Schur had a different vibe, coming from Saturday Night Live as a writer, just as Daniels had. "We hit it off pretty early," Daniels recalls of Schur. By the third and fourth seasons, The Office had found its own voice and steadily grew to become one of the biggest and best comedies on television at the time. Its focus on regular characters at a regular job resonated with viewers, and the mockumentary format, with characters often talking to the camera as if being interviewed by an unseen producer, rhymed with the zeitgeist as reality TV invaded airwaves using a similar technique. Thus Silverman''s excitement over the possibility of a spin-off, though Daniels felt too overwhelmed by The Office''s speeding train to think it through much and he generally resisted the idea of trying to clone success. But after twelve episodes of the fourth season of The Office had been shot, the Writers Guild of America decided to go on strike, shutting down productions across Hollywood. During the strike, as Daniels had more downtime to think, he widened his view. He realized that any show, any kind of sitcom that had existed in the past, "you could do a mockumentary treatment of it and refresh.

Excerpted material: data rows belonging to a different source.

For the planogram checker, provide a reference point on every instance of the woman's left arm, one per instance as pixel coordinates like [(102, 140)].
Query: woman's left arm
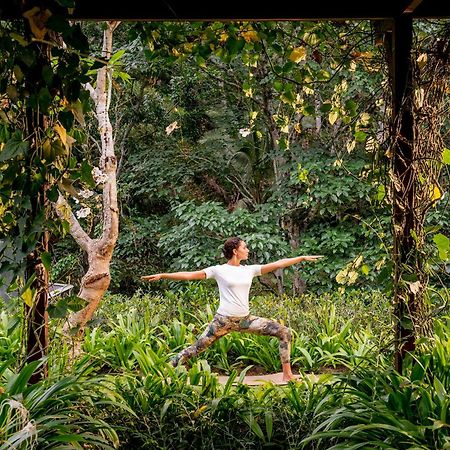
[(286, 262)]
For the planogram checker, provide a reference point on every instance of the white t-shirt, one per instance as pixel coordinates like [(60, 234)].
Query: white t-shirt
[(234, 287)]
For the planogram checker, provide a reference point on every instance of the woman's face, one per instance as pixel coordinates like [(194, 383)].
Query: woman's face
[(242, 251)]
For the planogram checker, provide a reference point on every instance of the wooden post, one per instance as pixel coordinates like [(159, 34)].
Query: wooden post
[(403, 182)]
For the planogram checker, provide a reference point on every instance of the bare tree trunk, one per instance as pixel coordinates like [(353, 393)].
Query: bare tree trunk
[(99, 251)]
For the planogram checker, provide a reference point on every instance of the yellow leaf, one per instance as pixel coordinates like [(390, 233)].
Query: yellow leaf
[(250, 36), (352, 276), (422, 60), (341, 276), (298, 54), (223, 37), (62, 133)]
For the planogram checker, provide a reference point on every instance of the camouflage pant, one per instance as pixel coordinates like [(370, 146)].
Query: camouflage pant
[(222, 325)]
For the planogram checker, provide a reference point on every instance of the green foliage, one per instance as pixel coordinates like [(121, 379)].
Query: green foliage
[(55, 412), (197, 239), (39, 79), (389, 410)]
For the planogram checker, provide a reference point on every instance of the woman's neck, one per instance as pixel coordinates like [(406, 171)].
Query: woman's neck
[(234, 261)]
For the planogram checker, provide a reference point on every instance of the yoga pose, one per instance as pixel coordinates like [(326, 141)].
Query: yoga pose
[(234, 281)]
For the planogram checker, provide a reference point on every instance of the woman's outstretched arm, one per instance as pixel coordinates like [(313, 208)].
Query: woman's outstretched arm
[(286, 262), (179, 276)]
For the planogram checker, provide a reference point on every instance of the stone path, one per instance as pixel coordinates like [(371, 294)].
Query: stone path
[(254, 380)]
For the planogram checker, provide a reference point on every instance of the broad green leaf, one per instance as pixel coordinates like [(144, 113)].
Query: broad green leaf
[(443, 244), (14, 147)]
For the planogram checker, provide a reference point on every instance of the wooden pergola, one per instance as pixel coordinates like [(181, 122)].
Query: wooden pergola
[(396, 17)]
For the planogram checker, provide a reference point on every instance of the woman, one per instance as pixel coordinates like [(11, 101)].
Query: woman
[(234, 281)]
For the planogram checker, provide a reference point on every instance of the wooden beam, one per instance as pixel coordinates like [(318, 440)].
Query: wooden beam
[(180, 10), (403, 181)]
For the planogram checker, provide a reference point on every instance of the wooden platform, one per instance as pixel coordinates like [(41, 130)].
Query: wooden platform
[(254, 380)]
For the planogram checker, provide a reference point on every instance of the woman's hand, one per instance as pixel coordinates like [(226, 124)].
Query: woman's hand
[(155, 277), (311, 257)]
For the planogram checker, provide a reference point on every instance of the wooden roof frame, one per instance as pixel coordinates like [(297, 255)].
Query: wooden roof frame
[(179, 10)]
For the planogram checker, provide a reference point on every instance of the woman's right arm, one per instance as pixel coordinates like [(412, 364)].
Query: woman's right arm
[(179, 276)]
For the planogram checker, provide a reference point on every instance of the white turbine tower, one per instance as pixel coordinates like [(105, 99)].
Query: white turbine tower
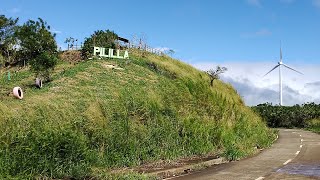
[(280, 75)]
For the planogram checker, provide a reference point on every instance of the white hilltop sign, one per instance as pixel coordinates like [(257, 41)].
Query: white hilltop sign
[(110, 53)]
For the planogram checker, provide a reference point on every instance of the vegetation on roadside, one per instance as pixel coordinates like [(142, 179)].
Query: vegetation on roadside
[(299, 116), (92, 120)]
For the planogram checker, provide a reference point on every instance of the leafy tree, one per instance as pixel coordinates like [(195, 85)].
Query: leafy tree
[(37, 44), (35, 38), (214, 73), (8, 40), (106, 39)]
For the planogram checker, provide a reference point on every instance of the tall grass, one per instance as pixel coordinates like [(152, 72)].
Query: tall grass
[(91, 119)]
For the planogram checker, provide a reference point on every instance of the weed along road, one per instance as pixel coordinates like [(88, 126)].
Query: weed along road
[(295, 155)]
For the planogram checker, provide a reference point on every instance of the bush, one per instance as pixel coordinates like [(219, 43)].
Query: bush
[(43, 64)]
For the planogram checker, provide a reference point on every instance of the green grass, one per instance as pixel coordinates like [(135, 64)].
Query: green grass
[(314, 125), (91, 119)]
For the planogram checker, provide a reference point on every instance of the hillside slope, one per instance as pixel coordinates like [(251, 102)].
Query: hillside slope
[(93, 118)]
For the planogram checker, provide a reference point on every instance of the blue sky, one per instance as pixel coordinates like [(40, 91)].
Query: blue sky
[(202, 33)]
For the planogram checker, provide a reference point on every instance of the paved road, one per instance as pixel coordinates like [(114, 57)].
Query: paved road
[(295, 155)]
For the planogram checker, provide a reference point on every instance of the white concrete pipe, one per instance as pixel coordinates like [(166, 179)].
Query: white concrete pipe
[(17, 92), (38, 83)]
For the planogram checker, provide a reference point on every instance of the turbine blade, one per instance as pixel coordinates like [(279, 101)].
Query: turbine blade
[(272, 69), (280, 54), (292, 69)]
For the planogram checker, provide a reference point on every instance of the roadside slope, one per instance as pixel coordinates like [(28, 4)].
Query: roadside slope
[(93, 118)]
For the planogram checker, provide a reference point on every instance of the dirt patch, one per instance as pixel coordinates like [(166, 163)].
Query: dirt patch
[(166, 165)]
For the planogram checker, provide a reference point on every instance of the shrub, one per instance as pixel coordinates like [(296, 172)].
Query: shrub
[(43, 64)]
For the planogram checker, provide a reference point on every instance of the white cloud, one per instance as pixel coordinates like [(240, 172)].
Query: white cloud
[(56, 31), (14, 10), (256, 3), (316, 3), (248, 79)]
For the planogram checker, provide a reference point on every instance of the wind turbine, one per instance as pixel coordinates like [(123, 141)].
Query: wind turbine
[(280, 63)]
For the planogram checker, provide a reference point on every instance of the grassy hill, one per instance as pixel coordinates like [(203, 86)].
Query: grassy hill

So I got open to doing another mockumentary." He adds, "And Ben was begging for a spin-off." He didn''t want to do the project alone while running The Office, so he looked around his writers room for people he could develop with. His most senior writers were Jen Celotta, Mindy Kaling, Paul Lieberstein, B. J. Novak, and Mike Schur. Kaling, Lieberstein, and Novak appeared as series regulars on-screen, so they couldn''t leave. He decided to start with Schur, who had gotten to the show a year before Celotta.


Schur, he says, "felt to me like he was ready to run a show." As Daniels and Schur walked the picket line together one day in the fall of 2007, Daniels said, "Hey, NBC wants me to do a new show. Would you want to do it with me?" Schur, then thirty-two, couldn''t believe that his idol, the man he regarded as the best in the sitcom business, was asking him to collaborate. And on a show with the rare privilege of getting directly on the air, in the prime spot after The Office, rather than having to go through a laborious pilot process. Daniels would step down from day-to-day showrunning at The Office to devote more time to the project, leaving Celotta and Lieberstein in charge; Daniels would then mentor Schur toward becoming the new series'' showrunner and its driving creative force. They would develop the show over the next year, and then it would debut after the 2009 Super Bowl. Though Schur.